Here’s a taste of the essay:

For most of the twentieth century, advances in communication technology proceeded along two separate paths. The “one-to-one” systems used for correspondence and conversation remained largely distinct from the “one-to-many” systems used for broadcasting. The distinction was manifest in every home: When you wanted to chat with someone, you’d pick up the telephone; when you wanted to view or listen to a show, you’d switch on the TV or radio. The technological separation of the two modes of communication underscored the very different roles they played in people’s lives. Everyone saw that personal communication and public communication entailed different social norms, presented different sets of risks and benefits, and merited different legal, regulatory, and commercial responses.

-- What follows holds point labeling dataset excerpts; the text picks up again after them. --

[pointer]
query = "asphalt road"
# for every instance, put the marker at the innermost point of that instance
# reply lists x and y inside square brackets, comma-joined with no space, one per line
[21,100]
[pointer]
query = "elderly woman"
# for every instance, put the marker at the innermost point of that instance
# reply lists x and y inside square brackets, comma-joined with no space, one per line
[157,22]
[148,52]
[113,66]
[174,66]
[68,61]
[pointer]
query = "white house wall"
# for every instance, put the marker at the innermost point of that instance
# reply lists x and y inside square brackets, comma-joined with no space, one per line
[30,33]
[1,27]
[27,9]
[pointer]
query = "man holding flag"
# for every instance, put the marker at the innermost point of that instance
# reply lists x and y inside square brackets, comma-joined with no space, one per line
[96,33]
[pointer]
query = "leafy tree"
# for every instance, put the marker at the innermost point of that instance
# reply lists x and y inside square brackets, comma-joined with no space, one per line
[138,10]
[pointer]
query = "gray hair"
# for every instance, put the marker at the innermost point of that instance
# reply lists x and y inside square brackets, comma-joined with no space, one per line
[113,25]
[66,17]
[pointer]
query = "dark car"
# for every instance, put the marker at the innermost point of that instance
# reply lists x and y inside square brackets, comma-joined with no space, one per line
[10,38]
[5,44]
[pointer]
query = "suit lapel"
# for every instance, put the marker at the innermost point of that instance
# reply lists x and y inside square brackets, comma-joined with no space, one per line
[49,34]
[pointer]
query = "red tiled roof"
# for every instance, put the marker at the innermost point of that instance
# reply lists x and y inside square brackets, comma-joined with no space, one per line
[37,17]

The fundamental principle governing personal communication was privacy: Messages transmitted between individuals should be shielded from others’ eyes and ears. The principle had deep roots. It stemmed from a European common-law doctrine, known as the secrecy of correspondence, established centuries ago to protect the confidentiality of letters sent through the mail. For early Americans, the doctrine had special importance. In the years leading up to the War of Independence, the British government routinely intercepted and read letters sent from the colonies to England. Incensed, the colonists responded by establishing their own “constitutional post,” with a strict requirement that mail be carried “under lock and key.” At the moment of the country’s birth, the secrecy of correspondence became a democratic ideal.